Mengutip pendapat Imam al-Syatibi, Prof Zaitunah Subhan dalam bukunya Fiqh Pemberdayaan Perempuan,menilai, dengan menekankan aspek maslahat, terutama secara medis dan syariat,  tidak melihat alasan untuk tidak menganjurkan khitan bagi wanita.  ''Sebab syariat pada dasarnya bertujuan untuk mencapai kebaikan di dunia dan akhirat.''

Ulama terkemuka Syekh Yusuf al-Qardhawi mengakui masalah khitan perempuan telah mennjadi perdebatan panjang di kalangan dokter dengan ulama.

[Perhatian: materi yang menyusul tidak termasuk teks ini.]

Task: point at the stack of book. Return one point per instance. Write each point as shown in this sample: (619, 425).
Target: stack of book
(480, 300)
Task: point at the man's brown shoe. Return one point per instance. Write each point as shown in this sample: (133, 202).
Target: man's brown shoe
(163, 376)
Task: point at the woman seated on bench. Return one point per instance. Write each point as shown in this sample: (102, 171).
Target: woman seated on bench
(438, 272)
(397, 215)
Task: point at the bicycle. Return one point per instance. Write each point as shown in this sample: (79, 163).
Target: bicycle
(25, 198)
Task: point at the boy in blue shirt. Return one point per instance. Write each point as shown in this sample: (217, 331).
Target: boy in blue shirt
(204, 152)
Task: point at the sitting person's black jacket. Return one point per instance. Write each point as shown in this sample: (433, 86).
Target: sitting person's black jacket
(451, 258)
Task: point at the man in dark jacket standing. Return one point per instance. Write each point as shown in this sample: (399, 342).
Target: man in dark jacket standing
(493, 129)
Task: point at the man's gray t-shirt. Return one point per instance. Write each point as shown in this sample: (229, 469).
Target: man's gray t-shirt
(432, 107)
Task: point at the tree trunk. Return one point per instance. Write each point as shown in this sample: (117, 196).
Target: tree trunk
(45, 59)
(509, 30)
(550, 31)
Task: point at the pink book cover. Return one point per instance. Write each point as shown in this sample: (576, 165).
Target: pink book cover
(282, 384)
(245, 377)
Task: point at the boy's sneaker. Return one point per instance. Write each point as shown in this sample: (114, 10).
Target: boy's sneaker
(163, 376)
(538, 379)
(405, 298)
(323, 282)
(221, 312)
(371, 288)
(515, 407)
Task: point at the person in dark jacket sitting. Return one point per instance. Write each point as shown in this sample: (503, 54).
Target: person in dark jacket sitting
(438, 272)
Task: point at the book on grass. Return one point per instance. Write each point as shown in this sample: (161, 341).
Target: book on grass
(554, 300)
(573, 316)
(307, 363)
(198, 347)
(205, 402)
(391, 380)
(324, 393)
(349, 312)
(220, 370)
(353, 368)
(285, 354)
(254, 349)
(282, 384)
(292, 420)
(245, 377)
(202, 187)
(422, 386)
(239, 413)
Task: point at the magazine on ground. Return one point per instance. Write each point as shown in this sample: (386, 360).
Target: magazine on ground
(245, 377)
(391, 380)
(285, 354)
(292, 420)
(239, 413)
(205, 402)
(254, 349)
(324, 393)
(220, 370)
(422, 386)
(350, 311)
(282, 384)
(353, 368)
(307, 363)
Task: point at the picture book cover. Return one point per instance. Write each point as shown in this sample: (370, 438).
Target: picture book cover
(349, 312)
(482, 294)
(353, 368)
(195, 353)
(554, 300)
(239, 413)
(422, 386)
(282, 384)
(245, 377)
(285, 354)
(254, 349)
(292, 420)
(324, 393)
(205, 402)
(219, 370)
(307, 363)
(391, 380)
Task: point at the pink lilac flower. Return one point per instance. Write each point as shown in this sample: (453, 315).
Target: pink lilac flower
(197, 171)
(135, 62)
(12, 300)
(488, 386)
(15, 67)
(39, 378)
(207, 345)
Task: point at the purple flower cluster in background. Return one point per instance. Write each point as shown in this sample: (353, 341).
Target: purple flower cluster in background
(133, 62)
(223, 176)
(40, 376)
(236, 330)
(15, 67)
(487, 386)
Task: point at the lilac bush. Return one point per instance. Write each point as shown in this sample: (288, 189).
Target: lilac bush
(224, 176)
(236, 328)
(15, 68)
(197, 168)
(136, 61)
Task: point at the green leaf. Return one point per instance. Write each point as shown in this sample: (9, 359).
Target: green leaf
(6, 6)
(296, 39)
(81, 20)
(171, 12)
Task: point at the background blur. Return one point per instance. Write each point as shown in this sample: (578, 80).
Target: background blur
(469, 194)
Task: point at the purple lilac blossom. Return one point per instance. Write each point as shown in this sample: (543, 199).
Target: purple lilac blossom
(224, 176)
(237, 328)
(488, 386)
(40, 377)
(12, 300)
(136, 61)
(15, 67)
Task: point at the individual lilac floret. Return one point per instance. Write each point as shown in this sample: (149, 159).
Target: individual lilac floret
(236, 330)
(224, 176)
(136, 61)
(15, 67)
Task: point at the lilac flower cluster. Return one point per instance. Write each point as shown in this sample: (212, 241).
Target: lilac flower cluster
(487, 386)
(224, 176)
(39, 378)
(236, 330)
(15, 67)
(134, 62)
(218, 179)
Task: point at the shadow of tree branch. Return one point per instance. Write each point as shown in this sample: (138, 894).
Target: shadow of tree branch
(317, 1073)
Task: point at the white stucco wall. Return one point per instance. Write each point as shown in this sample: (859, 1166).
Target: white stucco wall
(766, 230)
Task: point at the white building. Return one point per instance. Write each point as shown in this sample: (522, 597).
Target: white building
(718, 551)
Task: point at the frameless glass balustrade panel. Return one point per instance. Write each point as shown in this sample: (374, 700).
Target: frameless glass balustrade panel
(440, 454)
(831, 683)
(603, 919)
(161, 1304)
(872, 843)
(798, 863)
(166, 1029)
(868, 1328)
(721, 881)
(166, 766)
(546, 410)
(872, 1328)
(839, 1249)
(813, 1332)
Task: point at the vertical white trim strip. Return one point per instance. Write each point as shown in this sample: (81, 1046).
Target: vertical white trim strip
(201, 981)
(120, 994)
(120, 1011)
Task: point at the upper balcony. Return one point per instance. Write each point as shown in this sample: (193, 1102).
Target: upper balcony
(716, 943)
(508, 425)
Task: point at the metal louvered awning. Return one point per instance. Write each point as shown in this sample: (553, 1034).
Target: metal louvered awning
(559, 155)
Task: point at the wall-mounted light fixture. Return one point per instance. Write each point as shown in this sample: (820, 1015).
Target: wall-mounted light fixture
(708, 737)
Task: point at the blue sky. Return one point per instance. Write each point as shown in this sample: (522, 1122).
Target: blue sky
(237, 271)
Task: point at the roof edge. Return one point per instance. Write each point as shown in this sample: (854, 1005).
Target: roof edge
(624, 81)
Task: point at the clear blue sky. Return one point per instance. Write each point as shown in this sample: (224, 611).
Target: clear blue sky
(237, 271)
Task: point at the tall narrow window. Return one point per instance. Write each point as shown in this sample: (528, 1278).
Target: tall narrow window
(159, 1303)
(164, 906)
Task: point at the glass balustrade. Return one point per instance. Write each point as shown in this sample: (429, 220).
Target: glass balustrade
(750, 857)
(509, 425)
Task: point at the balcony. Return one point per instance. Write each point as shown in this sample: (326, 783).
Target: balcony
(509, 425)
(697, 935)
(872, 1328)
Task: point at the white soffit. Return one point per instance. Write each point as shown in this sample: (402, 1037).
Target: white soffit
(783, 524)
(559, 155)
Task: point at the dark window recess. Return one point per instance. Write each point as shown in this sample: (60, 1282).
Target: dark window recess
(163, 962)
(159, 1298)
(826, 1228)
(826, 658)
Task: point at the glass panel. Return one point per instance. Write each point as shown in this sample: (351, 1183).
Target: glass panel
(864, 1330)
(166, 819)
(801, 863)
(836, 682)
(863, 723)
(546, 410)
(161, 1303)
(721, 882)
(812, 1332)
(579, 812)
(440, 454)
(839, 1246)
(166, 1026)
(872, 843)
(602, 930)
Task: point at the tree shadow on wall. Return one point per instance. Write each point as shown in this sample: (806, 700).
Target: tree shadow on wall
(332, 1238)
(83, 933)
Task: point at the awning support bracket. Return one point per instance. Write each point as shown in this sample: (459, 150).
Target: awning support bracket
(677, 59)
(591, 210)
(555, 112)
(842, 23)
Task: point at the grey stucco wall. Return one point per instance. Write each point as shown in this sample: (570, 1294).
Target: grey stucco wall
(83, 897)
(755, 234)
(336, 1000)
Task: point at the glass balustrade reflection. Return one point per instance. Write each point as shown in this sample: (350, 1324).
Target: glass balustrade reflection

Ada dokter yang setuju, ada pula yang menentangnya. Begitu pula dengan ulama ada yang menganjurkan ada yang melarang.

''Barangkali pendapat yang paling moderat, paling adil  dan  paling dekat  kepada  kenyataan  dalam  masalah  ini  ialah  khitan ringan,  sebagaimana  disebutkan   dalam   beberapa   hadis,'' ungkap Syekh al-Qaradhawi.  Meski hadis itu tak sampai   ke derajat sahih, papar dia,   Nabi SAW pernah menyuruh seorang perempuan yang berprofesi mengkhitan wanita.

Rasulullah SAW bersabda, ''Sayatlah sedikit dan jangan kau sayat yang berlebihan, karena hal itu akan mencerahkan wajah dan menyenangkan  suami."